# Temp Thread:  Fadded Glory Story Hour (Please Lock down)



## Lela (May 18, 2002)

This is a temp thread devoted to Old One's Fadded Glory Story Hour.  As Old One is out of the country right now and doesn't seem to have access to a computer (or doesn't want distract himself from his lovely wife) and we have reached 200+ posts (P-Kitty is yelling at us   ), I've decided to put up this temp thread.
Don't worry, I'm not trying to steal Old One's thunder (like I ever could).  I just want to continue the discussion.

So, w/o further adu.


----------



## Lela (May 18, 2002)

Originally from Page 13 of Instalment VI.



			
				Darklone said:
			
		

> *And the one true evil (bureaucraziness) strikes again!  *




And you just know the next Session will be played battling that unstoppable evil.  Lew will actually get impatiant with the law and Quintus will spontaniusly decide that all the members of the buracracy (who have "rescued" Dru and "just want to get the paper work straight) are evil and will try out his new spell in the records room: _Fireball_.


----------



## Darklone (May 18, 2002)

*Fadded glory!*

Hehehe... Fat Glory? Guess Old Ones storyhour is the first with an extra fancomment thread!


----------



## Lela (May 19, 2002)

*Re: Fadded glory!*



			
				Darklone said:
			
		

> *Hehehe... Fat Glory? Guess Old One's storyhour is the first with an extra fancomment thread! *




Never thought of that  .   I guess Old One is "just the bomb."

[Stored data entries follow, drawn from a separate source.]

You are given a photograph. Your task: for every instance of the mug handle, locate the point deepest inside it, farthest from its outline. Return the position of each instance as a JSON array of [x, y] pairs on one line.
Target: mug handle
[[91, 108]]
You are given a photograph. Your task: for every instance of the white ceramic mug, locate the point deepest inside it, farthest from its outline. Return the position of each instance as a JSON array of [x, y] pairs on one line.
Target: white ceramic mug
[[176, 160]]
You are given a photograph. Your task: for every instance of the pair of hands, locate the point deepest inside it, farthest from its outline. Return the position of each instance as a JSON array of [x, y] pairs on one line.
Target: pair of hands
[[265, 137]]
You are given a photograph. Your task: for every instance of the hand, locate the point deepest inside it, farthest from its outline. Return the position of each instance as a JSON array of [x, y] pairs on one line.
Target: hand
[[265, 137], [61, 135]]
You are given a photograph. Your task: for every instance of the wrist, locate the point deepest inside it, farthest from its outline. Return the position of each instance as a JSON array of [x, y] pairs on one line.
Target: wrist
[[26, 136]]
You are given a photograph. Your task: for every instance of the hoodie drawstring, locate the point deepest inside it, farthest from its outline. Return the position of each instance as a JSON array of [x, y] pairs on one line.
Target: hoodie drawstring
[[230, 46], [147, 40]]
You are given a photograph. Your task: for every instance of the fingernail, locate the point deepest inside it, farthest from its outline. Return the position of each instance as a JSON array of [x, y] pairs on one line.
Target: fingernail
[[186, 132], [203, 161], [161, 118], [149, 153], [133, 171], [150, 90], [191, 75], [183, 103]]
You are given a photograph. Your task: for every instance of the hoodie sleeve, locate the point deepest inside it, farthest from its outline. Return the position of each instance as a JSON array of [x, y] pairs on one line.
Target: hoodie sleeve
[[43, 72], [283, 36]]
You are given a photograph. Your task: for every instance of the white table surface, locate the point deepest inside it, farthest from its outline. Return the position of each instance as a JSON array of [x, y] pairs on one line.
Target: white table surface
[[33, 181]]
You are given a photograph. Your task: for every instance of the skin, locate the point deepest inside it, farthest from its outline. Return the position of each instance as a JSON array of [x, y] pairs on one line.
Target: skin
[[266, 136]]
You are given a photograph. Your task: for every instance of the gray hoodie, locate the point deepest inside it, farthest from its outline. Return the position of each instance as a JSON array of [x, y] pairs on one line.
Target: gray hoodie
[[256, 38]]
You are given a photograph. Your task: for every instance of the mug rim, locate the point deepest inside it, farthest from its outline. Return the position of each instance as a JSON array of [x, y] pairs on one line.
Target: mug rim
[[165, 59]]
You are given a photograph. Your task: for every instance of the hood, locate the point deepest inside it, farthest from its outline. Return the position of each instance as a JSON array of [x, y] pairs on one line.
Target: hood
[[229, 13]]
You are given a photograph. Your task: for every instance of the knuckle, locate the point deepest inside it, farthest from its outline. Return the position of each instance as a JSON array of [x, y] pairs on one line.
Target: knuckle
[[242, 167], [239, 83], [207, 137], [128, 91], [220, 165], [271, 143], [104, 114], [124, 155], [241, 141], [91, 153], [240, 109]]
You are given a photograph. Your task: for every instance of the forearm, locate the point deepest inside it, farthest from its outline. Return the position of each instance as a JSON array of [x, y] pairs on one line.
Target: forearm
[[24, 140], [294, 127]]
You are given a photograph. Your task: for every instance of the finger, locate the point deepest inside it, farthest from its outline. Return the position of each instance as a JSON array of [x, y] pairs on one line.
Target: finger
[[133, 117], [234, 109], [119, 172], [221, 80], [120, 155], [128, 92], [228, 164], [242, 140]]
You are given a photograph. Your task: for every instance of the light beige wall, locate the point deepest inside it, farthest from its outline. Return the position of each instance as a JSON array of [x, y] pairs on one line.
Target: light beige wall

[Edit:  I can't believe I said that.]


----------



## Darklone (May 21, 2002)

*Bump*

Bumping here and waiting for the new thread!


----------



## Rel (May 22, 2002)

Forgive my shameless self promotion, but you could come check out the other "fadded glory" story hour.  I've got new content this week.  As a teaser, it will feature the biggest single combat in my campaign to date as well as giant chunky bits of history.

And (just so I'm not completely off topic) I too long for the return of Old One.


----------



## Lela (May 24, 2002)

Rel said:
			
		

> *Forgive my shameless self promotion, but you could come check out the other "fadded glory" story hour.  I've got new content this week.  As a teaser, it will feature the biggest single combat in my campaign to date as well as giant chunky bits of history.
> 
> And (just so I'm not completely off topic) I too long for the return of Old One. *




Hmmmm, a combat sequience.  Maybe I will check it out.


According to the last post I saw on the temp/test/whatever boards, Old One is just waiting for the boards to calm down so he doesn't loose anything.  Old One, we seek after your glory.  Will you not open the gates of information?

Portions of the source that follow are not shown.